6. Keeping a Consistent Serve
Many players get into a routine with their serve. They see their serve as a shot to perfect, and they practice it over and over again.
The problem with this is it’s the same serve. Over the course of a game, when you keep hitting that same serve to your opponents over and over again you are actually training them to beat you. They know what to expect and get to practice repeatedly.
Instead a serve should be a set of tools in your toolbox. Sure you have your go to, but you need several options. Vary where you stand, where you serve to, the speed, height, and spin on your serve, everything.
Over the course of the game you should be analyzing the opponent seeing what they are expecting, their strengths, weaknesses, what makes them uncomfortable.
Have a powerful serve with topspin that pushes them all the way back at the edge of the baseline, then follow it up with a short lollipop shot falling short at the outside corner just past the kitchen.
7. Playing Tennis
No need to pretend. Some of you reading this are coming over from tennis.
And that’s totally fine.
Expanding the sport to other groups is awesome, but let’s remember not to forget which game we’re playing.
Everyone has played a pickleball game with someone who sits at the baseline and tries to win the rallies with solely groundstrokes and bangers, as if there’s a laser tripwire that goes off if they cross in front of the baseline.
So much of pickleball is won around the kitchen you can’t afford to play this way.
8. Hitting Low Drop Shots
This one is very counter intuitive, I actually needed a coach to explain this several times before it clicked. I’m going to my best over text.
Too many times on drop shots, players hit the ball really low trying to just clear the net.
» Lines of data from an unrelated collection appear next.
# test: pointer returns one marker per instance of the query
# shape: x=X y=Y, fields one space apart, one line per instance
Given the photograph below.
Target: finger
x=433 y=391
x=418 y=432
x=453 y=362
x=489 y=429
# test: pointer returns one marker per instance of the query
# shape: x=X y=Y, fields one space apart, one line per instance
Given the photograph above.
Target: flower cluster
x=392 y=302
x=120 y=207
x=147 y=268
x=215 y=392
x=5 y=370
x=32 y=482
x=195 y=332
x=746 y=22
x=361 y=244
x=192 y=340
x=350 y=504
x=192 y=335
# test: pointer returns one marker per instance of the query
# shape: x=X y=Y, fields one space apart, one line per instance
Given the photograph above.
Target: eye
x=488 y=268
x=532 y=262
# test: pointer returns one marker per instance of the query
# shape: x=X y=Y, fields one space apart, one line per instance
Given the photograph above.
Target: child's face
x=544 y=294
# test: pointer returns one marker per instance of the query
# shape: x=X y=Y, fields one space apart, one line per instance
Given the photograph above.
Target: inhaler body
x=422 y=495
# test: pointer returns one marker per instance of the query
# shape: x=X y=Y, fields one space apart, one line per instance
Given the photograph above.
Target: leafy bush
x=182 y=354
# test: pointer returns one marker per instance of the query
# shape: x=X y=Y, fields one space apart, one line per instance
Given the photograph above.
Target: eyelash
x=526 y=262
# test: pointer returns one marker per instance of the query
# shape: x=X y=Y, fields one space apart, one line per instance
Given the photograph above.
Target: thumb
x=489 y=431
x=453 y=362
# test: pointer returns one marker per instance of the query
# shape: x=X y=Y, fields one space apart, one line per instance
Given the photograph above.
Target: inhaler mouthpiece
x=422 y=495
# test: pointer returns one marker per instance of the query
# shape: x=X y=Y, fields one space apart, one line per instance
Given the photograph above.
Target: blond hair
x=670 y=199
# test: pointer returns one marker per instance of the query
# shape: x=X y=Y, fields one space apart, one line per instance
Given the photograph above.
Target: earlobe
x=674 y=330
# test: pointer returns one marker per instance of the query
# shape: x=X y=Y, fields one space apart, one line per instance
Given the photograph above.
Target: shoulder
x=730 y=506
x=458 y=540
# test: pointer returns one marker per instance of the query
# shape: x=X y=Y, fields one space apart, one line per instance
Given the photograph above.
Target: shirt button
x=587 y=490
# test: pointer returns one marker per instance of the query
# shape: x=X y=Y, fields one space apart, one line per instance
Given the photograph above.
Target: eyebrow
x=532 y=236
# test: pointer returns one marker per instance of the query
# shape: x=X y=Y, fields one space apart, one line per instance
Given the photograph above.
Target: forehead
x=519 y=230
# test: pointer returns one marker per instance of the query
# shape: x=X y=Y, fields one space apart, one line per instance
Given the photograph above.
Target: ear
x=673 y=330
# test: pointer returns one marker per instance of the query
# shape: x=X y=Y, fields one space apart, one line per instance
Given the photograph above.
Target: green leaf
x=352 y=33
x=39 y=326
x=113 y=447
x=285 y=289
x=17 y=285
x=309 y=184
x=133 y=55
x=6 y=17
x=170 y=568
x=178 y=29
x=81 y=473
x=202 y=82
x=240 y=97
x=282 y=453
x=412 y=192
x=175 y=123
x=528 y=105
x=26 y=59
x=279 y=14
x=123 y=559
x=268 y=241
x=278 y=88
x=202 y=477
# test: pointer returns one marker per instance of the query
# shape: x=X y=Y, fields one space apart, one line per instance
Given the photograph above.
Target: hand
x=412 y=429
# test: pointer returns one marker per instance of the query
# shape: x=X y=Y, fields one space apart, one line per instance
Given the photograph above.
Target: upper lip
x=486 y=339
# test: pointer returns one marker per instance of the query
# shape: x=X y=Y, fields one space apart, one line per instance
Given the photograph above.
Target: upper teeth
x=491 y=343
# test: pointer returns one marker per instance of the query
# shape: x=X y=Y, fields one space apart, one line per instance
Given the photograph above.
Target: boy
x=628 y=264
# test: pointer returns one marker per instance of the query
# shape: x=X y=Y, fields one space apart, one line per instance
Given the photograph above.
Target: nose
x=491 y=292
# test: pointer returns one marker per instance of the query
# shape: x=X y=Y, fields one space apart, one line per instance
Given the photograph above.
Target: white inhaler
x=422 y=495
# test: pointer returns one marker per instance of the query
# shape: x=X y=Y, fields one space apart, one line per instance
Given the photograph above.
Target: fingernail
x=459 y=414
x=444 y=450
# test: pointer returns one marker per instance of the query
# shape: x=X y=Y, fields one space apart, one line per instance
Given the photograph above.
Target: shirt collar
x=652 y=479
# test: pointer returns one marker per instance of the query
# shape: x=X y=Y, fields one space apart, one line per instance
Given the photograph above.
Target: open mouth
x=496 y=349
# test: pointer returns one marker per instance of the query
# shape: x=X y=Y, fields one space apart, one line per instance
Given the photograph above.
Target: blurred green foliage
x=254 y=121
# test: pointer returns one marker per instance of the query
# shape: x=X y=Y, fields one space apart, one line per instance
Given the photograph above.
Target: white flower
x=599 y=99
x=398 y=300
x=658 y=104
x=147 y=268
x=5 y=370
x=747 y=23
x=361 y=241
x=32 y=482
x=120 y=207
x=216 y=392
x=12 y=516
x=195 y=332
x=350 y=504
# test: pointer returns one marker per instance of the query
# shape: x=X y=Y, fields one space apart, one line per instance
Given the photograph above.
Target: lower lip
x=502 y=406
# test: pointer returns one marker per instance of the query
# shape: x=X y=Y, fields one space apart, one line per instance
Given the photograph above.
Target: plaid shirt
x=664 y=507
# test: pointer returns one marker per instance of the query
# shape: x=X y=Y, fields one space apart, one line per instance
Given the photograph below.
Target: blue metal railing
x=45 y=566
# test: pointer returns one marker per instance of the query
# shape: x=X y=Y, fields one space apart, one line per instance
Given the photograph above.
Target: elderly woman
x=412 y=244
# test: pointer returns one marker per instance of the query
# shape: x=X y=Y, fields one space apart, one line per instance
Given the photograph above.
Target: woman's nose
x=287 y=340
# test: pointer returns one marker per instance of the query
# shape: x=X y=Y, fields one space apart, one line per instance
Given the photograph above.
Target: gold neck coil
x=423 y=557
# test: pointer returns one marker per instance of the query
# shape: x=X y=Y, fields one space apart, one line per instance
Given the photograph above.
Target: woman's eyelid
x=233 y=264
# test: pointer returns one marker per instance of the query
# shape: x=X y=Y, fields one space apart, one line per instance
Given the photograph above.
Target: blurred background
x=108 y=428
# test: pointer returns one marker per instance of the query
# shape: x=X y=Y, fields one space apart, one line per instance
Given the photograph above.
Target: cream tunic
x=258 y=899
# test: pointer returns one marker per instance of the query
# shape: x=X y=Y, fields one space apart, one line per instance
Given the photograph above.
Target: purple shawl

The idea is to get the ball to drop right in front of the net so they figure they’ll hit it as low as possible.
But they put no arc on the pickleball. The problem is to hit this way the only way to clear over the net is to put power behind the ball. The trajectory of the ball is flat, so all that momentum carries the ball further into the opponent’s back court.
But this is the antithesis of a drop shot!
A drop shot should stop dead near the kitchen and force the opponent to sprint up to get to it in time. You can achieve this by keeping the same power on the ball but angling your power higher to get more arc. Adding a little backspin will work wonders as well
See what I mean below.
9. Small Margins and Small Targets
Of all the pickleball mistakes this one is arguably the most fixable.
Too many times players overestimate their abilities and try to squeeze as little space between their shot and the out of bounds area as possible. They want to just clear the net by a half inch. The ball needs to graze the baseline to get as deep as possible on a serve.
The problem is you leave yourself no room for error and marginal returns for succeeding are low.
What’s the extra benefit of getting the net 6 inches deeper or wider on a shot. The pickleball court is small. In doubles there are few shots that someone can’t get to. More often it comes down to the first team to make a mistake. In order to minimize this, you need to give your shots a bigger margin for error.
10. Trying to Match Pace
The final pickleball mistake is trying to match pace and power when your opponent is hitting very hard shots at you.
You have to understand that they are doing that to try and get you to make a mistake and pop the ball up, so they have an angle on the next shot for an easy put away.
Many players don’t realize this so they’ll start trying to bang back and forth with the opponent before the inevitable paddle stroke, angled slightly too high, gives the opponent the opportunity they’ve been waiting for.
Instead opt for a reset shot and take all the momentum out of the play.
Wrap Up – Pickleball Mistakes
There you have it. Those are 10 pickleball mistakes that I see among players who have already have a fair amount of playing experience. Correct these, and you’re well on your way to becoming a top shelf pickleball player.